John Romero and Ion Storm’s FPS Daikatana was released 20 years ago and it’s regarded as one of the biggest failures in video game history. Nowadays, we remember its infamous advertisement warning us that “John Romero’s about to make you his bitch,” its delays and its poor reviews. Maybe we also remember the controversies surrounding Ion Storm itself.

We remember its myth, but we don’t remember Daikatana. While Ion Storm expected to sell more than 2 million copies, Daikatana is a game few people actually played. For its 20th anniversary, it’s time to see what Daikatana has to offer now, beyond legends and prejudices.
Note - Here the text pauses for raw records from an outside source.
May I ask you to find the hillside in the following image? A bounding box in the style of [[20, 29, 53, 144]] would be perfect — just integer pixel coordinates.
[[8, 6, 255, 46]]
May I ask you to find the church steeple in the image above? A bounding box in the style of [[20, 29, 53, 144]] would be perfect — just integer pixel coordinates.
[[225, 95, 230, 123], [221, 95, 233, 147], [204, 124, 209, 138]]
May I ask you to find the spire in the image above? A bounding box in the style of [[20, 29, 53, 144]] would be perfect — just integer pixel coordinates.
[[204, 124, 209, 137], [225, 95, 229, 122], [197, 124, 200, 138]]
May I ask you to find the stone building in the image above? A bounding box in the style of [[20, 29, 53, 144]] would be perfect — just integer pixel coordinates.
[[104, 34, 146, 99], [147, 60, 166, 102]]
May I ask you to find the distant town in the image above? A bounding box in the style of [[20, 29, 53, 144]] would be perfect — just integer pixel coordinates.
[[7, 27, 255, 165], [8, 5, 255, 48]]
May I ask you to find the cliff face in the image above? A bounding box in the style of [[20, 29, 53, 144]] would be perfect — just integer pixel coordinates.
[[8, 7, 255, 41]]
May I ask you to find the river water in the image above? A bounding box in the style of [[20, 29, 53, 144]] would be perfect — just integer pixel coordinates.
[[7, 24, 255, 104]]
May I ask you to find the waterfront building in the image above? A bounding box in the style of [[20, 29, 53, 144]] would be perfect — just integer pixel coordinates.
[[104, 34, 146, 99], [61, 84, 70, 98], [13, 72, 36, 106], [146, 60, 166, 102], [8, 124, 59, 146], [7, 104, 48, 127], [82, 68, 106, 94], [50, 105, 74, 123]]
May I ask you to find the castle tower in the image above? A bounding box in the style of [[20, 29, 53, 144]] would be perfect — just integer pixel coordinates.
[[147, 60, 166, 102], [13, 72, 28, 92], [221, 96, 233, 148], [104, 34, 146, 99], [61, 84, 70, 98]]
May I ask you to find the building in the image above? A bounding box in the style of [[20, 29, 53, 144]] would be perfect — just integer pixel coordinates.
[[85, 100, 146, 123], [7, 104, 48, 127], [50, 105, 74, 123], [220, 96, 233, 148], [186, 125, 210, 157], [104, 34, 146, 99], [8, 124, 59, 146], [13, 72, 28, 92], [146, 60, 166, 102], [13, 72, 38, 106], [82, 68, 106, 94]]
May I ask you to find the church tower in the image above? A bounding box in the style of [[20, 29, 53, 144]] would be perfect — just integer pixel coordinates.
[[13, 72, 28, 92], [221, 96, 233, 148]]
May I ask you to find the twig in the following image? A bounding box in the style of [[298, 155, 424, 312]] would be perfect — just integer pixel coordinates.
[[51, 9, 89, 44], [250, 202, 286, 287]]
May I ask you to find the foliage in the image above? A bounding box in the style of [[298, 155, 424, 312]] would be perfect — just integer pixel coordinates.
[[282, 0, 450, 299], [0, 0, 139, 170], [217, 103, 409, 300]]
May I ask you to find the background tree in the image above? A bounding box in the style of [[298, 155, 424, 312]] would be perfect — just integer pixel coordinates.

In Daikatana three characters travel through time thanks to (and because of) the powers of a magic sword, and they fight to stop an evil corporation. The game features 24 levels split into four episodes set in different ages: a cyberpunk Tokyo, a mythical Ancient Greece inspired by Ray Harryhausen’s movies, a zombie-plagued Medieval Europe and San Francisco in 2030. Each era surprises players with its own environments, soundtrack, enemies and weapons, and almost every weapon (there are 25 in total) tries to do something different with an ingenuity more common at the time but usually lost nowadays. Not everything is equally brilliant, but from ricocheting energy orbs to a demon-summoning staff, from melee silver claws designed to kill Medieval werewolves to sci-fi freezing guns, there’s a lot of variety and distinctiveness that’s carried over to its multiplayer. It’s a massive experience that sometimes feels like four different games collected together.

Playing Daikatana now means rediscovering a forgotten relic from an experimental and transitional period at the end of the previous millennium. Visually, it’s reminiscent of 90s American comics books influenced by Japanese manga. Like 90s FPSs, it mixes enemies with hit-scan immediate attacks and enemies that shoot dodgeable projectiles. It’s frantic, especially in its multiplayer modes, and it’s filled with secrets that ask you to understand its levels as interconnected spaces. But it also has cutscenes, missions and objectives, and its level design is less abstract (and so less gameplay-driven) than Doom’s and Quake’s. Moreover, it tried to innovate its genre adding RPG elements and, above all, the sidekicks, two AI companions who follow the player during part of their adventure and fight by their side.